O Senado argentino aprovou, por ampla maioria, o projeto de lei enviado pela presidente Cristina Kirchner ao Congresso, no final de abril, que declara de interesse público a exploração do petróleo e seus derivados no país e reestatiza a empresa YPF, antiga estatal privatizada na década de 1990.
A partir de agora 51% das ações da YPF serão retomadas pelo governo argentino, ficando este com 26,06% e as regiões produtoras com 24,99%, enquanto os 49% restantes serão de responsabilidade das províncias (estados) nos quais a empresa atua. A YPF é a líder no mercado de combustíveis na Argentina, controlando 52% da capacidade de refinamento do país e dispondo de uma rede de 1.600 postos.
De acordo com o relator do projeto, o senador Marcelo Fuentes, da Frente para a Vitória, a expropriação das ações de YPF nas mãos da Repsol “marca o início do caminho para a recuperação da soberania energética e deve necessariamente definir nossa postura frente ao resto das petroleiras”. Já para a presidente Cristina Kirchner, o objetivo da medida é alcançar a autossuficiência do país em petróleo. “A Argentina é o único país da América Latina que não maneja seus recursos naturais”. Ela também afirmou estar seguindo o exemplo de outros países que têm o controle da maioria dos seus recursos de hidrocarbonetos, como Arábia Saudita, Irã, China, Venezuela, México, Chile, Uruguai, Nigéria, Emirados Árabes Unidos, Iraque, Kuwait e Noruega.
De fato, nenhum país soberano pode abrir mão do controle de bens e recursos estratégicos. Logo, a decisão do governo argentino não é apenas justa, mas também lógica. A YPF é a única companhia nacional de petróleo e gás do país, mas foi vendida à Repsol por apenas US$ 15 bilhões em 1999, durante a onda de privatizações que atingiu a Argentina. Desde então, a produção de petróleo e gás argentinos caiu, a exploração de novas reservas foi interrompida e o país hoje importa o produto. Somente entre 2003 e 2010, o consumo de petróleo e gás subiu 38% e 25%, respectivamente, enquanto a produção caiu 12% e 2,3% no mesmo período.

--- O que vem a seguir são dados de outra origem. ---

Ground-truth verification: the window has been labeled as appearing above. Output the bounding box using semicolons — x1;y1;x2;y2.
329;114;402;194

A privatização da YPF tem custado muito caro à Argentina. Estima-se que o rombo do setor este ano será de 60 bilhões de dólares (há apenas três anos o setor era superavitário). “Depois de dezessete anos, pela primeira vez em 2010, tivemos que importar gás e petróleo. Também tivemos redução no saldo comercial devido à queda nas exportações do setor, que entre 2006 e 2011 foi de 150%”, afirmou Cristina Kirchner. Como se vê, não faltaram motivos ao governo argentino para expropriar a empresa e retomar para seu controle a exploração do petróleo e gás nacionais. Aliás, qualquer governo minimamente comprometido com os interesses do país teria feito o mesmo.
Privatização da YPF demitiu 36 mil trabalhadores
Durante todos os anos em que a YPF foi uma empresa pública, os trabalhadores da estatal estavam entre os que mais possuíam direitos e conquistas trabalhistas. Contratos coletivos de trabalho altamente protecionistas e amplos direitos sociais, além de moradia, hospitais, educação, instituições de repouso e lazer eram garantidos aos trabalhadores e suas famílias. Entretanto, com o início do processo de privatização, no começo dos anos 1990 essas conquistas foram destruídas e mais de 36 mil trabalhadores foram demitidos compulsoriamente entre 1990 e 1994.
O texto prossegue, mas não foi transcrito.